Years later I met his son who had contacted me via the Internet - he had found my Electrolux site. We talked on the phone a couple of times and he confirmed what his father had said -- that they had thrown out literally dumpsters full of stuff, including artist renderings, and actual design prototypes and model studies. Oy how that makes me cringe!

Just very recently I have gotten another email from a man telling me his father is included in one of the photos on my site. This man also worked for Electrolux in the summer during the mid 1906s along with his father, and he has confirmed the same thing --- that a LOT of stuff just got tossed out.

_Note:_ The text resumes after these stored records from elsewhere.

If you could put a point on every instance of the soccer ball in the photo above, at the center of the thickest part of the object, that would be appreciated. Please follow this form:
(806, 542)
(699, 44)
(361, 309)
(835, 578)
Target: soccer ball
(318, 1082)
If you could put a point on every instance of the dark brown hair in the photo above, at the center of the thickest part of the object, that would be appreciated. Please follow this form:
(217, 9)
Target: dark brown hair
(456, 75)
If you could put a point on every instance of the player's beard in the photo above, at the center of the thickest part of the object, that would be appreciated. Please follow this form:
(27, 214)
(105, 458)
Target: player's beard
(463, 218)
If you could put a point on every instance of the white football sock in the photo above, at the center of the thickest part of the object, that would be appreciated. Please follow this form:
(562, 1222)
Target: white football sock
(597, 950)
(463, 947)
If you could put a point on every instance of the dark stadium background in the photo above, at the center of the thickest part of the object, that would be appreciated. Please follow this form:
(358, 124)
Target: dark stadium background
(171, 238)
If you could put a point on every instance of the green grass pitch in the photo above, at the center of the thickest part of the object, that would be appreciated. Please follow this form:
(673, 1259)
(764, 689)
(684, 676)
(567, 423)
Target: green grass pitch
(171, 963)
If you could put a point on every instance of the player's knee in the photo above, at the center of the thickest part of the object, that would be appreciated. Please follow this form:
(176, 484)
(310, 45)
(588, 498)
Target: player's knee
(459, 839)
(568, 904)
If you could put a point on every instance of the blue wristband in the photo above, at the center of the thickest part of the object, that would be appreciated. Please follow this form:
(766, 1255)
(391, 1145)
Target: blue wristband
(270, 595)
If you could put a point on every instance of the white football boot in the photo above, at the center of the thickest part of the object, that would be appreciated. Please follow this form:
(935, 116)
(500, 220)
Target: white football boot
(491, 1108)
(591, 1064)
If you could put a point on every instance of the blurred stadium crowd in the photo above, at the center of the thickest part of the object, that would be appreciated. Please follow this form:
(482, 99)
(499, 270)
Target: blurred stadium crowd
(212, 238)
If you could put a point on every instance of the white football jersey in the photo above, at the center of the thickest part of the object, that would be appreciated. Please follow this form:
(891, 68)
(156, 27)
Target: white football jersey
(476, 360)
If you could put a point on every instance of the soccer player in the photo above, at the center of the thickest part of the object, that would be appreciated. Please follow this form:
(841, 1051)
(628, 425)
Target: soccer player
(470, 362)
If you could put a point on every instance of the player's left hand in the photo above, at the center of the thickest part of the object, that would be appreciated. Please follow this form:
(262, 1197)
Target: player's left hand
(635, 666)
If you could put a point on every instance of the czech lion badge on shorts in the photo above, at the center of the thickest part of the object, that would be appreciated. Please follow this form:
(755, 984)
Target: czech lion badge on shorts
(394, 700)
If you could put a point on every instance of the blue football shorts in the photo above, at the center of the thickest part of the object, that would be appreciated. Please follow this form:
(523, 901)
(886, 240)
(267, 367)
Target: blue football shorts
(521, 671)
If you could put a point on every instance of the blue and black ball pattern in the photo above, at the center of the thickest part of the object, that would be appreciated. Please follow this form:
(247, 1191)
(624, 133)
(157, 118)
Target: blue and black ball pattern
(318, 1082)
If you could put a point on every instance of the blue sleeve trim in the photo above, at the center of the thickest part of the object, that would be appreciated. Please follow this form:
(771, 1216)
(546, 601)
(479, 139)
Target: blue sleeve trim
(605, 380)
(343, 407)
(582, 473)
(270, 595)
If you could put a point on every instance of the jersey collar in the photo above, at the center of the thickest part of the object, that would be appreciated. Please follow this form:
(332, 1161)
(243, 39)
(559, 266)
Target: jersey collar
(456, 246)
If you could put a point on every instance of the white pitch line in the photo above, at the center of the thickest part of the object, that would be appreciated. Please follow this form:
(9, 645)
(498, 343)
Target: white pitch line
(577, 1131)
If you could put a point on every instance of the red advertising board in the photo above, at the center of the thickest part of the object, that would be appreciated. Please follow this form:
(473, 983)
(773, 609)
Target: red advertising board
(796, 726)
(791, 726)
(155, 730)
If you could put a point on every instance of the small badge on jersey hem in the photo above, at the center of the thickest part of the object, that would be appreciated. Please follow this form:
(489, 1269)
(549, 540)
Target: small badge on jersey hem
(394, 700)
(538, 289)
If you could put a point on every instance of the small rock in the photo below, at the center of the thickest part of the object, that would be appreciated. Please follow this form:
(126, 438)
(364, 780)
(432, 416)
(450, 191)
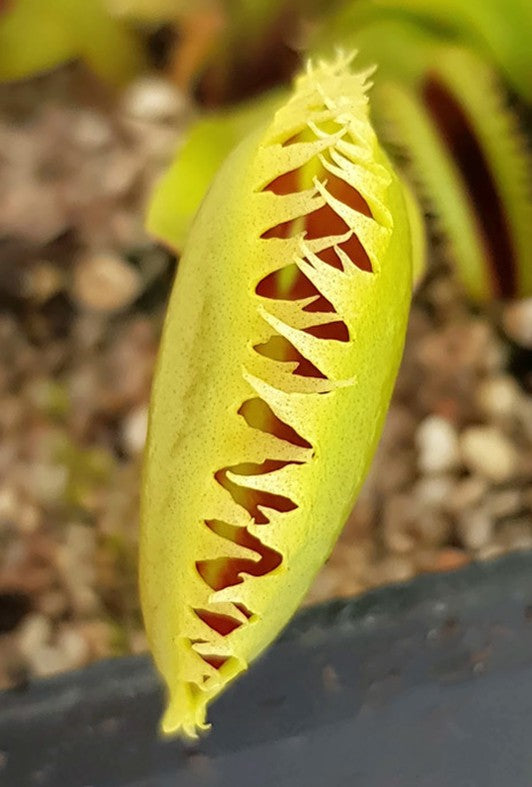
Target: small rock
(467, 494)
(437, 445)
(73, 647)
(516, 535)
(433, 528)
(52, 603)
(434, 491)
(33, 633)
(499, 397)
(105, 283)
(90, 130)
(485, 450)
(398, 530)
(449, 559)
(47, 661)
(134, 430)
(505, 503)
(154, 99)
(517, 321)
(475, 528)
(392, 568)
(42, 281)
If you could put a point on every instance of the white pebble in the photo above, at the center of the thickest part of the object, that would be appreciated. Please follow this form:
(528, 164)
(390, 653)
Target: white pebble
(467, 494)
(485, 450)
(134, 430)
(153, 99)
(33, 633)
(475, 528)
(434, 491)
(499, 397)
(437, 445)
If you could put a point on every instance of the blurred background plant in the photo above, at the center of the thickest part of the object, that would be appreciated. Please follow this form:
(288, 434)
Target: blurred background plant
(96, 101)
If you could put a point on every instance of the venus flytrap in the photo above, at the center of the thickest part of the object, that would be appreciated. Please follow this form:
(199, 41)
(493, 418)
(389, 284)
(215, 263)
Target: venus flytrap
(442, 107)
(279, 353)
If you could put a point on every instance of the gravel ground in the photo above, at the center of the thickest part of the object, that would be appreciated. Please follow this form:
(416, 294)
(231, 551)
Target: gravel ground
(82, 295)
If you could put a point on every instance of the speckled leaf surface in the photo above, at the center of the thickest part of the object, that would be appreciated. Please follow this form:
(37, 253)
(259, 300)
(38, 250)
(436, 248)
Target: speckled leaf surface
(281, 345)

MacMillan's son had said his father did have several boxes of stuff, including old isues of "Electrolux News" that he would send me, but I guess he never got around to it.

Oh the pain, the pain........
 
I know Charlie, and believe me, I share in your pain hearing stories like that. Unfortunately, 99.9% of the people who were working for Electrolux at that time did not share the same feelings for vintage vacs as you and I. To them, it's just a job. There's no reverance. I wrote to Kirby several years back, and got no response at all.
A few years back, I worked for Remington electric shavers. When they decided to close their retail division, everything that wasn't sold to liquidators got thrown out. I was working in a store that had LOTS of parts for Remingtons going back to the '70's. I took everything I could, with the hopes of someday opening my own shaver shop. My dream was deferred when I got the job at Oreck, but maybe someday....
 
See them clean!

As I promised, I found a few minutes (well, an hour or so!)this afternoon to do some filming with the digital camera I got for Christmas. So far I've done clips of my 543, 700, 425, 800 and 875 in action. More will follow - I would have done more today, but I ran out of space on my memory card! I've put them on Youtube because they're much too large to put on my site.

Follow the link below, you can find the other videos by clicking the 'More from this user' tab.





 
Oh, these are so great!!

Thanks very much for sharing them. I hope there is some way for Stan Kann to see them. Maybe the guy who does his ebay listings for him can show them to him. I know he'd love to see them.